A ministra do Tribunal Superior Eleitoral, Isabel Gallotti, liberou uma ação que pode levar à cassação do governador do Rio de Janeiro, Cláudio Castro. O caso está ligado ao “escândalo da Ceperj”, que envolve denúncias de abuso de poder. O Tribunal Regional Eleitoral do Rio já havia absolvido Castro, mas o Ministério Público Eleitoral agora defende sua inelegibilidade. O vice-governador, Thiago Pampolha, que renunciou para assumir uma vaga no Tribunal de Contas, não está sendo alvo da mesma ação. O escândalo inclui uma “folha de pagamento secreta” e a nomeação de 45 mil pessoas para cargos temporários, supostamente para beneficiar aliados de Castro. Ele se prepara para ser candidato ao Senado em 2026 e já escolheu Rodrigo Bacellar como seu sucessor. Se a cassação ocorrer, isso pode afetar seus planos políticos.
A ministra do Tribunal Superior Eleitoral (TSE), Isabel Gallotti, liberou para julgamento uma ação que pode resultar na cassação do governador do Rio de Janeiro, Cláudio Castro (PL). O caso está relacionado ao “escândalo da Ceperj”, que envolve denúncias de abuso de poder político e econômico. A presidente do TSE, ministra Cármen Lúcia, ainda precisa agendar a data do julgamento.

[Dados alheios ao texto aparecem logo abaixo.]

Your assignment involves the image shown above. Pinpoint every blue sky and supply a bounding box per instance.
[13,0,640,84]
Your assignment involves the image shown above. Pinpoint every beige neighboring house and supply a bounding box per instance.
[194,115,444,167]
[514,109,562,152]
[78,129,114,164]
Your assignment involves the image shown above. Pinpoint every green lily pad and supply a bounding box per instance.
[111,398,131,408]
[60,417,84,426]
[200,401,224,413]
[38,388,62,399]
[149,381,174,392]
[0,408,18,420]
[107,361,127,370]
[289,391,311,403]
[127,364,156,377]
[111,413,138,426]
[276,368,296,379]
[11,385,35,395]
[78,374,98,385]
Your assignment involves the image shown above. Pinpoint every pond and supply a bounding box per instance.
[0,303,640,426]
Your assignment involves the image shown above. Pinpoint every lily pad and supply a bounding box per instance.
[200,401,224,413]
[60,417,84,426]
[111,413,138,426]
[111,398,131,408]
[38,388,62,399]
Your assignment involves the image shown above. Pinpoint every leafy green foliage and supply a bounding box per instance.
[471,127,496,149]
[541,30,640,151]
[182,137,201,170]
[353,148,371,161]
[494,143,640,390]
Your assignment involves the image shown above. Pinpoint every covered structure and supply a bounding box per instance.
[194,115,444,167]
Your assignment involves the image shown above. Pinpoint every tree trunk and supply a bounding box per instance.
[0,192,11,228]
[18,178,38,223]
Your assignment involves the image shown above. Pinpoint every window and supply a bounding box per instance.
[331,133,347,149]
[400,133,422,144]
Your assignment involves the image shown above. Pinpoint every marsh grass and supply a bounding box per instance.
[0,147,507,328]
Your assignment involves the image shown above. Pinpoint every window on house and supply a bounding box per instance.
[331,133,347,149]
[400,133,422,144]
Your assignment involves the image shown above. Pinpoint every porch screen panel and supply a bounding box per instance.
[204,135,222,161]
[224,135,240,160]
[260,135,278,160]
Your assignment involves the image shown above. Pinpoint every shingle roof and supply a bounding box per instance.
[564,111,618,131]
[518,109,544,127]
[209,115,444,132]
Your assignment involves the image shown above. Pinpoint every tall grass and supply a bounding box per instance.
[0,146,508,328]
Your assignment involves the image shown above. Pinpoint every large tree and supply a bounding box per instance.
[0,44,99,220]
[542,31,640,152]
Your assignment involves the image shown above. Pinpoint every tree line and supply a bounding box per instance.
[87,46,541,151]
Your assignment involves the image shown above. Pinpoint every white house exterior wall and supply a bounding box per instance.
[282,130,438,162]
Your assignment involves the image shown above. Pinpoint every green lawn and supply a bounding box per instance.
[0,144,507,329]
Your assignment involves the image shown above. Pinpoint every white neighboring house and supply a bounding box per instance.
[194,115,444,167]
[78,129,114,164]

Em maio do ano passado, o Tribunal Regional Eleitoral do Rio de Janeiro (TRE-RJ) absolveu Castro em um julgamento apertado, com placar de 4 a 3. No entanto, em um parecer enviado ao TSE em novembro, o Ministério Público Eleitoral defendeu a inelegibilidade do governador, mas não a do vice-governador, Thiago Pampolha (MDB). Pampolha renunciou ao cargo no mês passado para assumir uma vaga no Tribunal de Contas do Estado.
O “escândalo da Ceperj” refere-se a denúncias sobre uma “folha de pagamento secreta” e a nomeação de 45 mil pessoas para cargos temporários, que teriam sido utilizados para acomodar aliados e cabos eleitorais de Castro. O governador se posiciona como pré-candidato ao Senado Federal em 2026 e já anunciou Rodrigo Bacellar (União Brasil) como seu sucessor.
Com a renúncia de Pampolha, Bacellar pode assumir o governo com a desincompatibilização de Castro em abril do próximo ano. Contudo, uma eventual cassação no TSE poderia impactar significativamente os planos políticos de Castro, tornando-o inelegível. A situação continua em desenvolvimento e novas informações devem surgir em breve.